The system design was inspired on an initial analysis of information contained in various data resources related to toxicology, covering databases, literature, EPARs and a small sample of printed EFPIA toxicological reports provided by one of the partners. This information was used to define the overall text mining strategy to be followed, the type of entities and methods to be used and which data types contain in the industry reports could be captured from the other document collections. Thereafter followed the document data set construction, automatic retrieval of EPARs, NDAs in addition to the entire PubMed database and a large set of full text articles. These documents were standardized, converted to plain text, pre-processed, tokenized (including sentence boundary recognition).
To avoid limitations related to the lack (at this stage) of a proper ontology useful for text indexing and retrieval of hepatotoxicity textual data we opted for a text categorization strategy requiring only a small seed set of high precision hepatotoxicity keywords. A collection of PubMed abstract records relevant for drug-induced liver diseases suitable for text mining purposes was assembled, mainly derived from the Comparative Toxicogenomics Database (CTD). A semi-supervised text classification system based on Support Vector Machines was constructed, both to do the classification at the level of abstracts/passages as well as individual sentences. This system contained distinct classifiers for sentences from scientific literature and for sentences from EPARs. Validation was done on documents annotated in CTD as relevant for drug-induced liver disease.
A crucial step was the recognition of chemical compounds in the various article collections. A dictionary lookup approach using a refined set from the Jochem lexicon was used to detect compound and drug names. Another strategy was based on named entity recognition systems, which rely on a statistical model of text to recognize mentions of chemical substances. Here we applied various taggers, i.e. OSCAR4, ChemicalTagger and an in house system. Finally the third strategy (only for scientific documents) consisted in using metadata in terms of chemical substance MeSH terms. To normalize/ground the compound mentions, in case of the dictionary based approach we returned external identifiers from one of these databases/types: ChemIDplus, ChEBI, CAS, PubChem compound, InCHI string, DrugBank. In addition to this we carried out a name to structure conversion of all the compound mentions to generate SMILES and Sdfiles.
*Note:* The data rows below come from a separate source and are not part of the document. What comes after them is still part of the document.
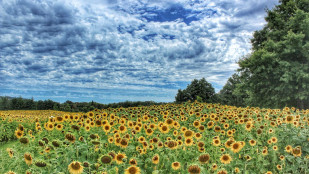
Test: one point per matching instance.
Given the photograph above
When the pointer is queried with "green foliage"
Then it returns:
(276, 74)
(197, 88)
(9, 103)
(230, 94)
To determine if the detected compound/drug mentions are directly associated to hepatotoxicity we used several strategies. One approach relied on building a lexical resource of terms relevant to this particular toxic end point and then retrieved co-mentions at the sentence level (term co-mention). Another strategy relied on rules that analyzed in the context of mention of compound location descriptions and adverse effect descriptions (rule matching). We also explored textual pattern based approaches that made used of n-gram statistics and part of speech tagging to define the actual extraction patterns (pattern matching). Moreover, the result of the sentence and document classification system can be used for more efficient retrieval of hepatotoxicity evidence for a given search term or chemical substance (interpretation and validation). In addition to value as a search engine we have used this context based scoring of the sentences and documents to score/prioritize compounds for their relevance to hepatotoxicity (machine learning approach).